Combined analyses of the six-gene dataset using NJ (both before and after noise reduction) resulted in branching relationships (Fig. 3) that were largely in agreement with previous studies (1114), although one striking conflict involving Amborella and Nymphaeales will be discussed more below. All methods of analysis estimated major flowering plant lineages, including monocots, Magnoliales, Laurales, Piperales, Eudicots, Winterales, Illiciales, and Nymphaeales, with moderate to high bootstrap support. Also supported was the monophyly of Magnoliales + Laurales, Winterales + Piperales, and Laurales + Magnoliales + Winterales + Piperales. The second branch of angiosperm phylogeny, after Amborella + Nymphaeales, was a well-supported clade composed of Illiciales, Trimeniaceae, and Austrobaileyaceae that was sister to all other angiosperms. Interrelationships among five lineages, including monocots, Ceratophyllaceae, Chloranthaceae, Eudicots, and Magnoliales + Laurales + Winterales + Piperales were variously resolved but poorly supported in most cases.

Figure 3.

Figure 3

NJ tree estimated with p distances calculated from the noise-reduced dataset of six combined genes. Bootstrap support (BP) is given for nodes >50 and major lineages are labeled. The topology is generally consistent with estimates obtained from raw data and other datasets or methods, except for the first branch of Amborella + Nymphaeales (see text).

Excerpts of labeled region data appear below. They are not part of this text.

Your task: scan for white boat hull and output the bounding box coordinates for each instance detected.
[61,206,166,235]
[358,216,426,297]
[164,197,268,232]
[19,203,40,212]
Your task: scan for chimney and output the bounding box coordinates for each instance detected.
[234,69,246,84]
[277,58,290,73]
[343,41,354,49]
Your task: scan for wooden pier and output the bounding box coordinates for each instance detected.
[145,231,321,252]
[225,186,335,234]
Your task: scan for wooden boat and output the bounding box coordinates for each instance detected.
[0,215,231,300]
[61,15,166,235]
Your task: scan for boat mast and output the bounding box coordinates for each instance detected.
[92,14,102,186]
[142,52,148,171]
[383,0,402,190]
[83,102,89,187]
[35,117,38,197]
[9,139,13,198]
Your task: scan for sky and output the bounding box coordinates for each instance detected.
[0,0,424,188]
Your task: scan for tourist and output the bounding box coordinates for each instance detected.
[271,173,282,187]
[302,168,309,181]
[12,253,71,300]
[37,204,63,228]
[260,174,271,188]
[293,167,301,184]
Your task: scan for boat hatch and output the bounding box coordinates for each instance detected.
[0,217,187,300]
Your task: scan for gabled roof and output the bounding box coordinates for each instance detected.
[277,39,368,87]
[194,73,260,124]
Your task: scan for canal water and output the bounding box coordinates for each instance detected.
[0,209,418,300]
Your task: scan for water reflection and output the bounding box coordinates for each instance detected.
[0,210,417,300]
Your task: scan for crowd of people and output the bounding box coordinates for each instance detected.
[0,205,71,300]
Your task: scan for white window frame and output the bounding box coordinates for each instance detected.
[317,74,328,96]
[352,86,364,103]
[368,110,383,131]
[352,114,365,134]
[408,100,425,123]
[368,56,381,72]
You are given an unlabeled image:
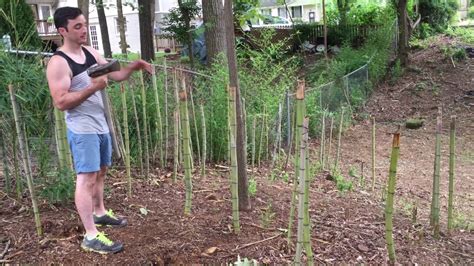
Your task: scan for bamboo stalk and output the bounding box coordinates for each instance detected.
[252,116,257,169]
[228,86,240,234]
[372,117,375,192]
[140,71,150,178]
[120,83,132,197]
[448,116,456,232]
[430,107,442,238]
[287,81,305,246]
[179,90,193,214]
[295,118,309,265]
[272,103,282,169]
[189,88,201,163]
[54,108,67,170]
[326,116,334,167]
[8,84,43,236]
[199,104,207,176]
[131,82,145,175]
[385,133,400,264]
[151,64,165,168]
[173,110,179,183]
[334,108,344,171]
[303,121,313,265]
[319,111,326,170]
[163,57,169,164]
[0,131,11,193]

Whereas the estimated relationships discussed above were not method dependent, resolution of the first branch of angiosperm phylogeny was sensitive to method of analysis. Analyses of six genes combined (before RASA noise reduction) using NJ (all models), ML (HKY), and T-parsimony estimated Amborella + Nymphaeales (root A; Fig. 4A) as the basal-most angiosperm lineage, whereas UW and ML (F81) supported Amborella-only (root B; Fig. 4A) as the basal-most extant angiosperm. Before and after noise reduction, bootstrap support for the two topologies differed depending on method of analysis (Fig. 4B). After noise reduction, UW parsimony estimated Amborella-only with low bootstrap support, whereas all other methods estimated Amborella + Nymphaeales as the first-branching extant angiosperms with moderate to high support (Fig. 4B).

Figure 4.

Figure 4

(A) Alternative roots (marked by *) for basal angiosperm phylogeny based on six-gene analyses. (B) Comparisons of BP for estimates of roots A and B in A, using multiple methods of analysis from the six-gene combined dataset before and after noise reduction. (C) Comparison of BP for both NJ-P and UW parsimony estimates of roots A and B by using individual genomic compartments from the six-gene dataset before and after noise reduction (number of shared variable sites is given in bp).

Individual genomic datasets were compiled from the six-gene dataset by concatenating individual genes sampled from each compartment (Table 1). Before noise reduction, NJ analyses of independent genomes revealed that support for root A (Fig. 4A) was greatest with data from the pt and mt, whereas the nuc 18S gene was ambiguous (Fig. 4C). UW analyses of the mt genome more strongly supported root A, whereas the pt genome showed marginally stronger support for root B (nuc 18S was ambiguous). After independent genome noise reduction, individual analyses of both organellar genomes revealed stronger support for Amborella + Nymphaeales as the first-branching angiosperm lineage when either UW or NJ was used. Analyses of noise-reduced nuc 18S still did not strongly support either root (Fig. 4C).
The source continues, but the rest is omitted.